Member of the Rhode Island Senate from the 21st district
- In office January 5, 2011 – February 22, 2018
- Preceded by: Leo Blais
- Succeeded by: Gordon Rogers

Personal details
- Born: October 18, 1990 (age 35)
- Party: Republican
- Alma mater: Rhode Island College
- Website: nickkettleforrisenate.webs.com

= Nicholas Kettle =

American politician

Nicholas D. Kettle (born October 18, 1990) is an American politician and a former Republican member of the Rhode Island Senate. He represented District 21 in the Rhode Island Senate from January 2011 until his resignation in February 2018.

==Education==
Kettle graduated from Coventry High School and is attending Rhode Island College.

==Elections==
- 2012: Kettle was unopposed for the September 11, 2012 Republican Primary, winning with 752 votes, and won the November 6, 2012 General election with 6,977 votes (50.7%) against Democratic former state Representative Scott M. Pollard.
- 2010: Kettle challenged District 21 incumbent Senator Leo Blais in the September 23, 2010 Republican Primary, winning by 24 votes with 525 votes (51.2%), and won the three-way November 2, 2010 General election with 4,623 votes (36.4%) against Democratic nominee Anthony Colaluca and Independent candidate John Assalone.

==Arrest and resignation==
On February 16, 2018, Kettle was arrested on charges of video voyeurism and extortion. A former girlfriend of Kettle filed the complaint. As a result of this arrest, Rhode Island state police seized Kettle's electronic devices.

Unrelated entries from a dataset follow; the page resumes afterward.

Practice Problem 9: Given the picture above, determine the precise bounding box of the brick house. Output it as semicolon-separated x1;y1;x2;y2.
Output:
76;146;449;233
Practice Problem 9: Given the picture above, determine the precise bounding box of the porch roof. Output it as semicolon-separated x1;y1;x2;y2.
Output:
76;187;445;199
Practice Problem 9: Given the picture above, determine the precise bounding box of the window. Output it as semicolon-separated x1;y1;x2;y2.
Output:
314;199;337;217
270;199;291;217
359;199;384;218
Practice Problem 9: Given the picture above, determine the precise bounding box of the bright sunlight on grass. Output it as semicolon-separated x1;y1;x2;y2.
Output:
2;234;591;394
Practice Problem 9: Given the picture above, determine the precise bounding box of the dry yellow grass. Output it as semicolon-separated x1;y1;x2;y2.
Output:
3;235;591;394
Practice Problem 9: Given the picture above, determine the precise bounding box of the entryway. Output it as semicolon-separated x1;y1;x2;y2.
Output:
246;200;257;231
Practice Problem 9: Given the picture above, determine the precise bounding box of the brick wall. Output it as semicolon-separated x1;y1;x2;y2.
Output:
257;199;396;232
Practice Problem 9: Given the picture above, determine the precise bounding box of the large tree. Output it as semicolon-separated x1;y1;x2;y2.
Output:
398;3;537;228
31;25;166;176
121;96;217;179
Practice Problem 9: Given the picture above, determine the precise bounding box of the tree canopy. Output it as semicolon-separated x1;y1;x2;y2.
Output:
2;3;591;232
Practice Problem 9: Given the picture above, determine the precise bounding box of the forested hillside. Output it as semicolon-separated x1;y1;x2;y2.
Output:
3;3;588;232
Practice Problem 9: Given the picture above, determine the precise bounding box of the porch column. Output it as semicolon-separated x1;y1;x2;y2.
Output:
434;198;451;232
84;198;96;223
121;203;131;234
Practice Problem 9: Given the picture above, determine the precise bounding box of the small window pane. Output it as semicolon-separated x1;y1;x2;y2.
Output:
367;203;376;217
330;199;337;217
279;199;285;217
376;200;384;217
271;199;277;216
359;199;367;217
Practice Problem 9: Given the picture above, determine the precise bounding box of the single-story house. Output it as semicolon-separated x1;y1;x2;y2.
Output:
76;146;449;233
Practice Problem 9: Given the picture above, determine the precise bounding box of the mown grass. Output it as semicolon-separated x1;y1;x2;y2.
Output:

Kettle was also charged with extorting a Senate page for sex on two occasions in 2011. Facing likely expulsion from the Rhode Island Senate, Kettle resigned on February 22, 2018. He complained about being denied due process in his resignation letter. In August 2019, Kettle was ultimately acquitted of extortion after the Attorney General's office dismissed the indictment after Kettle's legal team presented new evidence.